Realite = gerçeklik = hayat
Rüya = gerçek olmayan = hayatın dışında olan
Realite x Rüya
Peki gerçekten böyle mi? Realite olarak adlandırdığımız hayat ile uyku esnasında gördüğümüz rüya birbiri ile taban taban zıt mı?
Örneklerle inceleyelim;
- Rüyada öldüğümüzde, esasında ölmüyoruz,
-Rüyada başımıza her ne gelirse, uyandığımızda bunların hiçbirinin yaşanmamış olduğunu görerek bazen hüzünlü bir “of”, kimi zaman ise rahatlatıcı bir “oh” çekiyoruz.
Tüm bunlar bize rüyaların “gerçek dışı” olduğunu kanıtlıyor. Mu Acaba?
----
Tüm evren, Rezonans Kanunu ve Çekim Yasasına uygun olarak yaratılır ve işler. Evrende canlı cansız herşeyin yapıtaşı enerjidir, ve her “şey” gibi insanın da yapıtaşı enerjidir ve her nesne ve varlığın kendine ait bir elektromanyetik alanı (Aura) bulunur. Bu alandan dışarı doğru yayılan ve bu alan tarafından emilen frekanslar, hayatımızı yaratır.
Bu yaratım mekanizması şu şekilde işler:
Frekans, bilgidir… frekanslar, birbirlerine benzer frekans ile birleşirler, büyürler ve genişlerler, artık burada enerjetik olarak bir “yoğunluk” hali bulunur, bu yoğunluk hali sizin dış dünyaya kuvvetli bir sinyal göndermenizi sağlar, bu durum bir telefon çağrısı gibidir. Bu sinyalleri göndermekte olan kişi, benzer sinyallere sahip kişi, olay ve deneyimleri kendi hayat alanına çeker. Bunun adı çekim yasasıdır.
Bu sinyalleri oluşturan ise ağırlıklı olarak en derin duygularımız ve inançlarımızdır. Bu derin duygu ve inançlar, bilinçaltımızda veya sıklıkla göz ardı edilen üst-bilinç (yüksek benlik) tarafından salınır ve maalesef bizler ne bilinçaltımızda olan bitene ne de yüksek benliğimiz tarafından bize gönderilen bilgilere genellikle erişemeyiz, ve bu nedenle de, dış dünyaya nasıl bir sinyal yaydığımızın farkında olmayız.
İşte bu noktada rüyaların eşsiz değeri ortaya çıkmaktadır:
Uyanık bilincin, yani zihnin, gün içerisinde, bilinçaltı ve yüksek benliğe erişimi sınırlıdır, oysa ki özellikle yüksek benliğimiz, kendisini duyurmak için daima çalışmaktadır, bilinçaltımızda yer alan gölge kimliklerimiz de aynı şekilde kendini sürekli özellikle “bağırarak” var etmeye çalışmaktadır. “Neden Olmasın?” adlı kitabımda ego ve yüksek benliğin sesini ayırdetmek için bir çok kriter saymıştım, bu kısmı tekrar inceleyebilirsiniz.

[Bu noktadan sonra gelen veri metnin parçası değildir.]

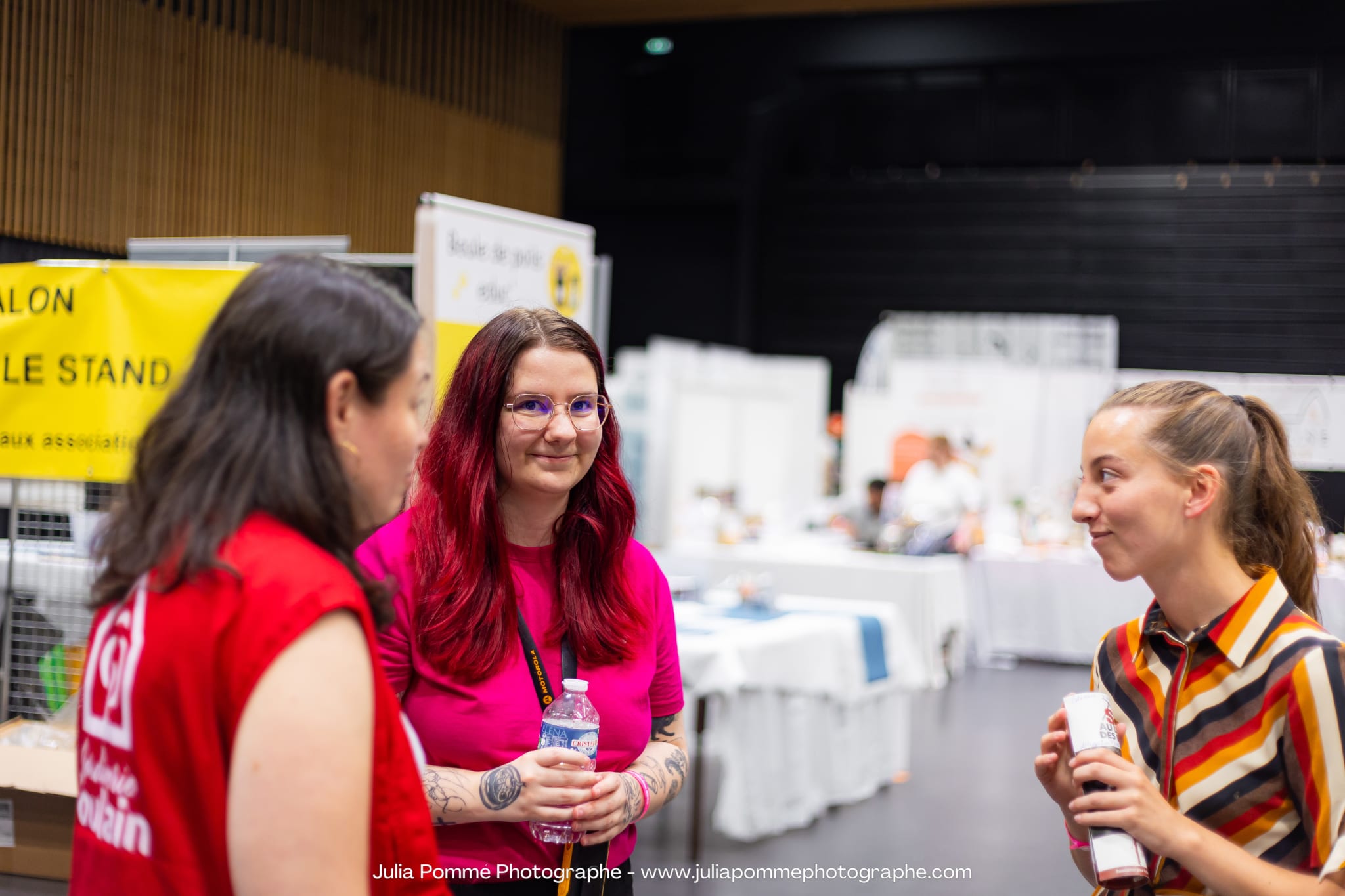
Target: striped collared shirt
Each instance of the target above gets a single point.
(1255, 753)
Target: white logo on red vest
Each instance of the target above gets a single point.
(110, 671)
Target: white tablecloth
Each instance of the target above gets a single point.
(1331, 598)
(929, 593)
(794, 720)
(1059, 605)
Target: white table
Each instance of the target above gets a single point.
(929, 593)
(1331, 598)
(794, 719)
(1057, 605)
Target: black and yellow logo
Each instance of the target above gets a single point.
(565, 281)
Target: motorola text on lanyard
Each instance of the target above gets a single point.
(575, 855)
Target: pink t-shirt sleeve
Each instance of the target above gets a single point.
(386, 557)
(666, 689)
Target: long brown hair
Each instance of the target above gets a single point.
(246, 430)
(1270, 515)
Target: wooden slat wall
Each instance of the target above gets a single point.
(125, 119)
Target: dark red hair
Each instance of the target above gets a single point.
(466, 609)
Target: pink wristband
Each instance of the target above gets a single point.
(1074, 842)
(645, 789)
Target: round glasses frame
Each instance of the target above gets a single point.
(602, 409)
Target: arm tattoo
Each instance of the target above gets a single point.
(677, 771)
(443, 792)
(661, 729)
(653, 774)
(634, 800)
(500, 788)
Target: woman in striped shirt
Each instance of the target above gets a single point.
(1228, 692)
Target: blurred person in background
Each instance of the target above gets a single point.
(236, 735)
(865, 523)
(1228, 695)
(940, 503)
(519, 535)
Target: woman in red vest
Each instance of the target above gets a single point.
(234, 734)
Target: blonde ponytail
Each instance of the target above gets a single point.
(1271, 517)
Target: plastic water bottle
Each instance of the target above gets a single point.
(571, 723)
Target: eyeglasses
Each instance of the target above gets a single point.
(533, 413)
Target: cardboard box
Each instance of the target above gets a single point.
(38, 792)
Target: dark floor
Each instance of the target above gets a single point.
(971, 802)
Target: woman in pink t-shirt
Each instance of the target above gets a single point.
(521, 531)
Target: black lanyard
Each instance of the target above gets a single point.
(583, 856)
(541, 681)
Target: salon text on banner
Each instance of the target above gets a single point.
(89, 352)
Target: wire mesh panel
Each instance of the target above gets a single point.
(47, 571)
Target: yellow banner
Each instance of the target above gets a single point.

Uyku haline geçtiğimizde ise, beyin dalgalarımız yavaşlar, ve uyanık zihin sessizleşir, artık uyku süreci, bilinçaltında yer alan gölge kimliklerin ve/veya yüksek benliğimizin kendisini net bir şekilde duyurması için harika bir platform haline gelmiştir. Başka bir ifade ile, uyku süreci esasında en ayık olmamız gereken anlardır, zira hayatınızı yaratan frekansların nasıl bir bilgi içerdiğini en net şekilde uyku veya meditasyon süreçlerinde farkedebilirsiniz. Fakat bu bilgiler size rüyalarınızda bir cümle halinde gelmez! Semboller halinde gelir ve siz uyandığınızda gördüğünüzün ne anlama geldiğini bulmak için rüya tabirlerine başvurursunuz!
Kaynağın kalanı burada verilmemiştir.